For the last week or so, I have been working on the finishing touches of my latest book, “Part of Me”. Among the things I’ve been working on is editing the foreword written by a new friend artist Rod Jones. As an independent publisher, it’s up to me to do everything, including editing my own foreword. So can I say it’s a little embarrassing to sit down to read and edit words telling what a gifted and insightful person you are.
My background is well documented, I took pain that was buried deep and dug it up for all the world to read. I am an imperfect man. I have made and continue to make mistakes every day. It’s really hard for me to take compliments. While the layers of myself may say otherwise, the verbal abuse and self-abuse I have suffered take their toll.
Cleaning old scabs is a hard and painful process. It requires a delicate touch, which if done incorrectly can make things worse. I’ve been feeling a bit unworthy of the task I have taken on.

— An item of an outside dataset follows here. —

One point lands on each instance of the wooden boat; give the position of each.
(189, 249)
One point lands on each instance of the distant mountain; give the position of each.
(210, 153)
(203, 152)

The telling of my journey is far from complete. Often, I can find myself crawl into a very, very dark place. It’s that secret place where the darkest and most painful parts of me live. And like a wounded animal it often lashes out.
This isn’t a very positive way of promoting a product, but it is what it is. While I would love to see my work be successful, that has never been my ultimate goal. My goal was to find myself and let go of all the poison I’ve kept inside. I’ve seen and read about a lot of people that seem to have it all together. Only to discover they were no different than myself. Find yourself an outlet, be honest with yourself, forgive yourself, and forgive others. Being angry or sad all the time isn’t life. But being self-aware and balanced is.